While the surreal ritual in the anechoic chamber did not result in any physical changes to the app, it had transformed the assemblage of the device. The consortium members had suggested that they were not surprised by the test data, saying, “we knew that. There is no calibration being done by WideNoise”, nevertheless showing and discussing the data with the consortium had an emotional effect on the way the teams related to WideNoise.
Some of the members seemed pleased when we presented the test data, suggesting that WideNoise had finally been calibrated. For them the procedure in the chamber had
‘calibrated’ the app even without making any actual improvements. Others, on the other hand, were frustrated by the poor test results. During one informal chat I had with one of the researchers from the Green team, they described WideNoise like a crude electronic birthday card with an inbuilt sound chip and proceeded to sing me a deliberately tuneless rendition of ‘Happy Birthday to you’. At the final consortium meeting, when the teams were preparing the microphone and speaker setup, there was some screeching feedback.

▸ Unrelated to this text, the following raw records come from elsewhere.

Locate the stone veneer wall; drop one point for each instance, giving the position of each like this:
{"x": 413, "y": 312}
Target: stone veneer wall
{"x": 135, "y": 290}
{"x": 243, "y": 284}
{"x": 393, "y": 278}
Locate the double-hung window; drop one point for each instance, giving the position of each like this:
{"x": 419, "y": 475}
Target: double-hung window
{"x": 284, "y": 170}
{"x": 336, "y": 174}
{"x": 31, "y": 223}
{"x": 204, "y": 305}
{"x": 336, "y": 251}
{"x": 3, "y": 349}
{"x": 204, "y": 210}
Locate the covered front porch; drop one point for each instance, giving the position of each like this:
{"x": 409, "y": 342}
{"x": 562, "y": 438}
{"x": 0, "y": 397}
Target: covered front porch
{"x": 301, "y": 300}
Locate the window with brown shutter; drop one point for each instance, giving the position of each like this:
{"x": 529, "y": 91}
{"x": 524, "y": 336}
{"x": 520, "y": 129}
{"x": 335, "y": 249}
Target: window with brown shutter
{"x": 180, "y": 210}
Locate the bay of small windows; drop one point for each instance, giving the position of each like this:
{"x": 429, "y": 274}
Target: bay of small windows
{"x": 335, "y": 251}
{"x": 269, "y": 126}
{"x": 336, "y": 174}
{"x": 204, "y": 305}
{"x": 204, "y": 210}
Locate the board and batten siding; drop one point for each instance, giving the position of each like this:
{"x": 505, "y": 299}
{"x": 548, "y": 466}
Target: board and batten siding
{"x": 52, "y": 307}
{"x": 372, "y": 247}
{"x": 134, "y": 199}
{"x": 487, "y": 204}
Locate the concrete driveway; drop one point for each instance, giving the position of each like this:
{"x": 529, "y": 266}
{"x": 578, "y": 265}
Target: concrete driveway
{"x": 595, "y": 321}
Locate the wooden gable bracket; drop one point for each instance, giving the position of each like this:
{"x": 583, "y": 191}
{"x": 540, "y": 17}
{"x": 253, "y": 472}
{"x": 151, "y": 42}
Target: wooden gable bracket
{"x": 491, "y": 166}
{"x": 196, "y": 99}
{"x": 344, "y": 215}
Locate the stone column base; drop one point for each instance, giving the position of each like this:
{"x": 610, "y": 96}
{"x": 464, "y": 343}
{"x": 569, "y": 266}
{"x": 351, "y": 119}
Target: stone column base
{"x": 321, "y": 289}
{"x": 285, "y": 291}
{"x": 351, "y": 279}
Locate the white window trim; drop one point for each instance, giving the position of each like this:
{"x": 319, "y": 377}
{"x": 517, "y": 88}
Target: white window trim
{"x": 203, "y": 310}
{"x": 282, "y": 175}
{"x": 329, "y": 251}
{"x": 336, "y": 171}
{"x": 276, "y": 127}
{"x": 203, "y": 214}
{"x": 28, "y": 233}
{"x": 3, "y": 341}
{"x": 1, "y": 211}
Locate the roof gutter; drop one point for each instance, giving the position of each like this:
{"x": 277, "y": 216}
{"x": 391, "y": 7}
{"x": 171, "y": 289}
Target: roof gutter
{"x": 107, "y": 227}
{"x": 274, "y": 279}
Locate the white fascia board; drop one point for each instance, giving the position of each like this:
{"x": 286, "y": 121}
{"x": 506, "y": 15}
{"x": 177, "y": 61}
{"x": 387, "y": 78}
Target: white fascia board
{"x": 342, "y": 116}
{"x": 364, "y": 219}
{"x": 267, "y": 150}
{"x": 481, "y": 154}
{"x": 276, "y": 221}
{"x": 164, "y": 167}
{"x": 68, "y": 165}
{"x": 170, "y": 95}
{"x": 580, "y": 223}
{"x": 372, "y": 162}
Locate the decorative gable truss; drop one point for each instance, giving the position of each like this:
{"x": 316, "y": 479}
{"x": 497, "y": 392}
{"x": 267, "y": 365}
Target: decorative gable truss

When the harsh noise died down one of the team members joked that the noise had been
‘WideNoise’ to which others responded with laughter. Showing the test results seemed to allow the consortium to talk more openly about the app. By evaluating it and forcing the consortium to take an explicit decision on the calibration issue, the Red team had made the priorities of the consortium explicit and made the app more transparent. In my field notes I described the evaluation as an active transformation of the app:
“We are actually building the device by adding a whole new level to WideNoise that from now on will not be removable. It now has an error margin attached to it, even if the technical testing procedure was ridiculous”.
The Red team felt a surprising sense of relief, since the evaluation had confirmed their concerns about the app and transformed it into a known and predictable entity. A member of the Red team argued that WideNoise is ‘arbitrary not random’ meaning that while the app data does not relate to any noise standard, it could be used to indicate low, medium and high sound levels. The evaluation thus became a way of ontologically redesigning the device by setting new expectations amongst the consortium and the Red team about which sound realities the app might be able to sense.